While politicians continue to bicker about the legitimacy and effects of global warming, companies are beginning to realize the enormous profit potential of “going green,” CEO of General Electric Jeffrey Immelt ’78 told an audience of more than 300 Upper Valley residents Wednesday morning at Spaulding Auditorium in the Hopkins Center for the Arts. The lecture was the sixth in the Institute for Lifelong Education at Dartmouth’s Summer lecture series “Positive Solutions.”
“There’s a lot of money to be made here,” Immelt said. “It doesn’t make me afraid or scared. There’s a tidal wave coming, and you either get ahead of it or you get crushed.”

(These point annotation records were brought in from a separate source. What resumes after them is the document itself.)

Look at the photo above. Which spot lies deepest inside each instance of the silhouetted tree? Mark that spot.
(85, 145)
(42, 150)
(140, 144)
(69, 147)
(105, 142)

Too often, radical environmentalists and corporations opposed to all forms of regulation have fought about environmental protection rather than cooperating, Immelt said. “Green is green,” he added, and companies like GE can make money and improve the environment at the same time by developing new technology.
Immelt emphasized that he is a businessman, not an environmentalist. From a business standpoint, he said, GE stands to make billions of dollars from green technology.
“The closest I come to nature is playing golf,” he said. “I have zero ideological bent on this issue.”
GE is well positioned to take advantage of the current green technology boom, Immelt said, after the 2005 launch of its Ecoimagination initiative.
The program aimed to double research and development spending on green technology and reduce the corporation’s carbon footprint to Kyoto Protocol levels. Immelt said he was originally worried that Ecoimagination might appear “phony and too soft.”
“We did not want this to be about corporate social responsibility,” he said. “[We] wanted it to be about making money for our investors.”
Ecoimagination far surpassed GE’s goals, according to Immelt. GE thought it would cost $100 million to reduce its carbon footprint, but instead the company saved $100 million in energy costs. GE hopes to increase research and development spending by another one to two billion, he said.
Through Ecoimagination, GE has become a national leader in renewable energy, Immelt said. Wind energy is now largely cost-competitive with coal and natural gas, according to Immelt, and GE is investing $8 billion in wind projects.
“My favorite project is Cape Wind,” he said. “All the fat cats in Martha’s Vineyard who claim they’re environmentalists have to look out the window.”
Nuclear power is probably the cheapest, greenest and safest power source, Immelt said. Without government intervention, though, nuclear power generation will likely decline during the next decade because of high construction and insurance costs, Immelt predicted. No energy company wants to be the first to assume the risk of building a nuclear power plant, he added.
“The most profitable power plants [in the long term] are nuclear,” Immelt said. “The one thing they have in common is that all the CEOs who started them got fired.”
Immelt also advocated a nationwide carbon cap and trade system in addition to longer-term green technology tax subsidies. Such regulation is inevitable, Immelt said. The construction of 59 coal plants has already been cancelled because of fears of government regulation, he added. The United States government should institute environmental regulations now, so that companies which currently face regulatory uncertainty can plan for the future, he said.
“The Wall Street Journal hates all this stuff.” Immelt said. “They claim global warming’s a hoax … I have to deal with this regulation at work every day. You can’t afford to be ideological.”
America can solve its environmental problems through new technology, Immelt said. Environmentalists can be bleak, he said, but it is important to remain optimistic.
“If I go to the office tomorrow and say, ‘It’s horrible, we’re all dead,’ that’s a bad day for a lot of people,” Immelt said. “A competitive country is a confident country. If we’re going to do it, we’re going to do it together.”